A Psychotherapist Reads the Newspaper: we live in turbulent times
Friday 8 March 2019, 6.30pm – 8.30pm
Some time last year Frank was reading his newspaper, The Observer. A number of articles claimed there is evidence that for most of us in this country and around the world life has been improving over the last two decades. The newspaper also carried stories warning of various impending Apocalypses that are epitomised by the title of this talk. Frank will explore the ways uncontained and escalating apocalyptic anxieties can affect the mental health of individuals and their political impact at the societal level. He will use Kleinian ideas of paranoid anxiety – as well as the related defence of splitting and projection – to understand these contradictory views of our world.
Frank Kelley was a psychodynamic counsellor in the NHS and is now retired.
What makes a trauma traumatic?
Friday 8 February 2019, 6.30pm – 8.30pm
Trauma often appears to be a very broadly-spread notion in psychotherapy, leading ‘trauma’ to have been ascribed to all kinds of experience, from birth, to sex, to war, and even to love. Often we find ourselves trying to locate a single event, and one of a specific magnitude, at the aetiology of a trauma. And yet we know that this choice is always somewhat arbitrary if we cannot account for how that event was inscribed, metabolised, or worked-through by the individual.
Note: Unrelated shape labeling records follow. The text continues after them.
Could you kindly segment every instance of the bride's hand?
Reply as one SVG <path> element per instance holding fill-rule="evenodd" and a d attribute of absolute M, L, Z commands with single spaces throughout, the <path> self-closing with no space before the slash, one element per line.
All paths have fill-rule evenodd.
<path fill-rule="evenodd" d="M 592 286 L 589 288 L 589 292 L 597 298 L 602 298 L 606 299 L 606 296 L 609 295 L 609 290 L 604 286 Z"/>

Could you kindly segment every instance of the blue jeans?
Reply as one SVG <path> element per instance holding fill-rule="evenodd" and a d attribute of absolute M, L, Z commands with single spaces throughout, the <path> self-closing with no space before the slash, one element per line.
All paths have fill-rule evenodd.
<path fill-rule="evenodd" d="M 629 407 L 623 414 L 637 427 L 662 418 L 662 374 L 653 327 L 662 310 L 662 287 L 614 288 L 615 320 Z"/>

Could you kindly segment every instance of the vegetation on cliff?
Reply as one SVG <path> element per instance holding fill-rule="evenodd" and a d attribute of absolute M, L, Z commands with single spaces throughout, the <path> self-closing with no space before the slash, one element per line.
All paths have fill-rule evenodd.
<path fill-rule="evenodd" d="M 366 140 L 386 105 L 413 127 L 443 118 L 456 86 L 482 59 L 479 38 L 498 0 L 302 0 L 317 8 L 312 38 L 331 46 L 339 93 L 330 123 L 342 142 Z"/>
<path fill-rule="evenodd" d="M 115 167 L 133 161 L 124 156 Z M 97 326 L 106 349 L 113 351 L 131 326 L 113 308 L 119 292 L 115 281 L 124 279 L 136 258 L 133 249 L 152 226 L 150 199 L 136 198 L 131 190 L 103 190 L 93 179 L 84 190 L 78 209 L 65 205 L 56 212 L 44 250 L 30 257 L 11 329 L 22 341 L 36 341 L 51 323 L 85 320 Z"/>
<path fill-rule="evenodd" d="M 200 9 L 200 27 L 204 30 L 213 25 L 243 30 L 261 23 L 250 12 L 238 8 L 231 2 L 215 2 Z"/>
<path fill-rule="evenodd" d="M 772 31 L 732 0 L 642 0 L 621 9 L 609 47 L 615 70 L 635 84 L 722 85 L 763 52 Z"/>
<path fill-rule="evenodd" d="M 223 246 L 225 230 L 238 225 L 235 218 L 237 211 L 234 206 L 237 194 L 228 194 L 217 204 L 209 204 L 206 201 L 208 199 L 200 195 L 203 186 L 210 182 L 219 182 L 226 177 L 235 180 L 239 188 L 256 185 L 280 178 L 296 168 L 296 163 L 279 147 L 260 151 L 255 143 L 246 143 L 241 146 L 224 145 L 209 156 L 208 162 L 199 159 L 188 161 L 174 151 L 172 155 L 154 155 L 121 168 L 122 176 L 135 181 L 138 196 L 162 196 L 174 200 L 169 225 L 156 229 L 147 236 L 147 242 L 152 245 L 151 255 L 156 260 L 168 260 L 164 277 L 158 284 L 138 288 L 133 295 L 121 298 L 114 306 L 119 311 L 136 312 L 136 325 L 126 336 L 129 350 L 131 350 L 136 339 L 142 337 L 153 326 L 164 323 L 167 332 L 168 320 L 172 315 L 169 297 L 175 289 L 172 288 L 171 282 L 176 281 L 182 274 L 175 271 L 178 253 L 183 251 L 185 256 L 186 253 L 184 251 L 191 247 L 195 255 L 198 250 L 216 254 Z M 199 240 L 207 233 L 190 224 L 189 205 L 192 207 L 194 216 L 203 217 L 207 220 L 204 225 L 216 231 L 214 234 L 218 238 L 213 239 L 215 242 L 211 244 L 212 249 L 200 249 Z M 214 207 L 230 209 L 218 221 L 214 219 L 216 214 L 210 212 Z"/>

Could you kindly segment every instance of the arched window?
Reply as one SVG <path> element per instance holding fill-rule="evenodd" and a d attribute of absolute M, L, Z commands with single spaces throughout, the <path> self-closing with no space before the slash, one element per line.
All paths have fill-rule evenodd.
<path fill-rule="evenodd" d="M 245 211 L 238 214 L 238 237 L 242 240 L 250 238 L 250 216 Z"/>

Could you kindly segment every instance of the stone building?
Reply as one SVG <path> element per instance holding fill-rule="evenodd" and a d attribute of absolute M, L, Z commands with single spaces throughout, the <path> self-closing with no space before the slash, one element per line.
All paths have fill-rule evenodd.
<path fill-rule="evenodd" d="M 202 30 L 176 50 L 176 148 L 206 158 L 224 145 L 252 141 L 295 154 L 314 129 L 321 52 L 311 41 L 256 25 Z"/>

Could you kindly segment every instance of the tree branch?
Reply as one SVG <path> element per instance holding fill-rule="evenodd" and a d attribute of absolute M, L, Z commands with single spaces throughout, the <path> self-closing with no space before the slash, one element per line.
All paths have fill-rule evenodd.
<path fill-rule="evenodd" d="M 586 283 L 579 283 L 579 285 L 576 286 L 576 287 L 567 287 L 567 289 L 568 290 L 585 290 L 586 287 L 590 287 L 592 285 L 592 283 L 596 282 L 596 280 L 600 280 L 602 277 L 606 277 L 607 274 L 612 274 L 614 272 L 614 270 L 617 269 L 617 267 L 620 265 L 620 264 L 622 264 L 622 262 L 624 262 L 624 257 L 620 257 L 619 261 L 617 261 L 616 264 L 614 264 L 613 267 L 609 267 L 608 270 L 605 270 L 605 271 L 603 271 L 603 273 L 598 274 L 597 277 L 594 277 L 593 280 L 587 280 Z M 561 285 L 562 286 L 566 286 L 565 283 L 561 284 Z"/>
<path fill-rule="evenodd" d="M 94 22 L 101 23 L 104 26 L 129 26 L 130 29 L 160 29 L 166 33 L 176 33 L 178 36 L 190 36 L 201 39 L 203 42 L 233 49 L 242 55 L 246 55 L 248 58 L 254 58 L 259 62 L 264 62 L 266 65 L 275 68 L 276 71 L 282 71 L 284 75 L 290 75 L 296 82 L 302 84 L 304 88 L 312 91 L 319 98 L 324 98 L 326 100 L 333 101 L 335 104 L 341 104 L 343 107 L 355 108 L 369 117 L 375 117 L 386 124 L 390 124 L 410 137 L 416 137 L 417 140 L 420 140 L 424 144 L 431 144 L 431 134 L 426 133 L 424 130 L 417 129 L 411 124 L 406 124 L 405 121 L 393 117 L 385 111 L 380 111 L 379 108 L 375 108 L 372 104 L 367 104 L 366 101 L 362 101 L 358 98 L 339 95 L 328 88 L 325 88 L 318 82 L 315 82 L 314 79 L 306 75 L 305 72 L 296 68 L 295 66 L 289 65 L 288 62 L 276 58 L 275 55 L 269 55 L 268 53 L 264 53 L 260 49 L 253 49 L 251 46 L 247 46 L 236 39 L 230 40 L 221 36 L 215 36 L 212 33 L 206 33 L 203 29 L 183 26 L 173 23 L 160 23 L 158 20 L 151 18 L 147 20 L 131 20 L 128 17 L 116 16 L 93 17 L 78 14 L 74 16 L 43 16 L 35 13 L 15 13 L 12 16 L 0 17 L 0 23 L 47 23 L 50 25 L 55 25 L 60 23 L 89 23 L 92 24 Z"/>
This talk will argue that trauma is never simply about a single event, and that talking therapies reach a limit if they attempt to deal with trauma through speech alone. We will consider what the conditions for a ‘traumatic’ experience might be, the mechanism behind its action, and the most effective techniques for its handling in clinical settings.
Owen Hewitson is a PhD candidate in Psychoanalysis at the University of Middlesex and runs LacanOnline.com
January 2019: the NWRPA does not meet in January.